Познание истины с помощью вдохновения, одержимости или посредством явления инсайтных мыслей обладает несомненным преимуществом по сравнению с познанием мира органами достаточно невразумительных чувств или, в общем-то, сбивчивым логическим мышлением. Познание чувствами и логикой не только длительно по времени, не только трудоемко и не только смутно и неустойчиво, но и способно вовсе ввести нас в заблуждение, в то время как постижение истины посредством инсайта, интуиции, вдохновения и т. д. представляется нам и мгновенным, и легким, и четким, и верным. Да к тому же оно сопровождается спонтанным возникновением интеллектуального чувства удовольствия.

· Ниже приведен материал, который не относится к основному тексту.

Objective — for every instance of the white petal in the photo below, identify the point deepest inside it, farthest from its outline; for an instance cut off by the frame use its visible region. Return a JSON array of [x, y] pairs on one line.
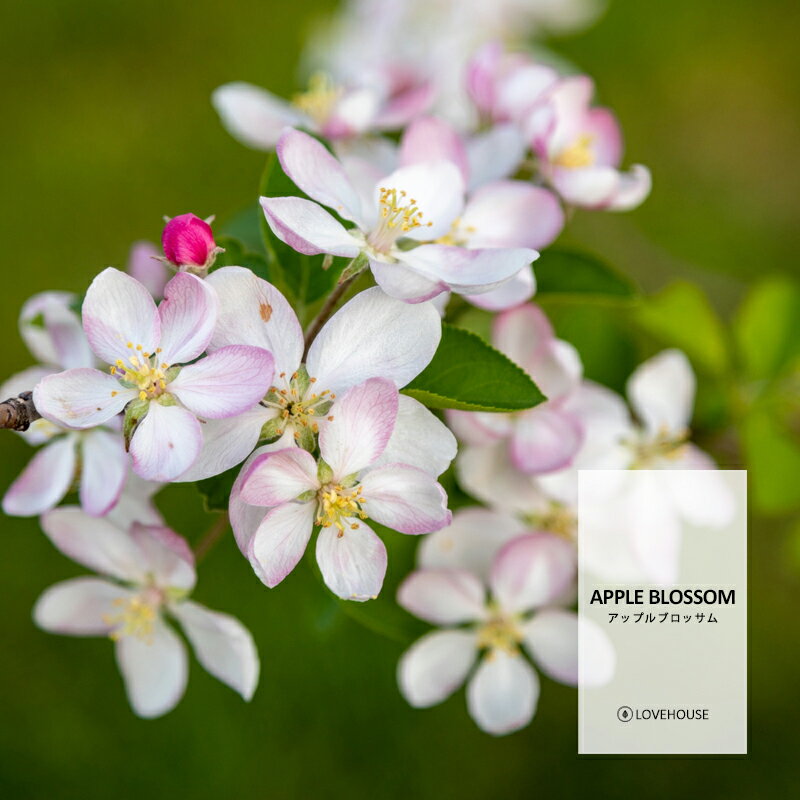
[[222, 645], [155, 671], [81, 398], [661, 392], [188, 314], [165, 443], [443, 596], [532, 570], [374, 335], [254, 312], [352, 562], [435, 666], [104, 468], [77, 607], [419, 439], [45, 480], [470, 542], [280, 540], [118, 310], [95, 543], [252, 115], [503, 693], [359, 426]]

И как тут было не соблазниться и не очароваться идеей «припоминания» «истинного знания».
В античные времена, как мы уже указывали, вряд ли четко осознавалась связь между интенсивной сознательной мыслительной работой нашего разума и возможностью внезапного явления результата подобной работы из бессознательного в сознание в виде инсайта, озарения, интуиции. Нашему сознанию и невдомек, что инсайтная мысль может явиться в наше сознание только тогда, когда мы предварительно, долго и мучительно изучали данный вопрос и много о нем думали. Тяжелое, длительное, обыденное не поражает наше сознание и не запоминается; поражает и запоминается внезапное и яркое. Таково свойство нашей памяти.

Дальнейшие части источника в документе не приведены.